Azure Update Management provides centralized patch management for Windows and Linux virtual machines across Azure, on-premises, and other cloud environments. This guide covers setting up automated patching, configuring maintenance schedules, and ensuring compliance across your infrastructure.
This article is part of our comprehensive guide on Cloud Security Tips for 2026, which covers essential security practices across all major cloud platforms.
Overview
Azure offers two update management solutions:
- Azure Update Manager: Native Azure service (recommended for new deployments)

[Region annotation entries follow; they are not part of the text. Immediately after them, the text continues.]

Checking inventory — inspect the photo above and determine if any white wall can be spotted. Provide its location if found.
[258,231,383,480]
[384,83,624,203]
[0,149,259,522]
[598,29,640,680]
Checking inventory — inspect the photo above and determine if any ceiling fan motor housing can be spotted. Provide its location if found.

- Azure Automation Update Management: Legacy solution with Log Analytics integration
This guide focuses primarily on Azure Update Manager, with references to the legacy solution where applicable.
Prerequisites
Before configuring update management, ensure you have:
- Azure subscription with Contributor role on target resources
- Virtual machines running supported Windows or Linux versions
- Azure CLI installed (version 2.50 or later)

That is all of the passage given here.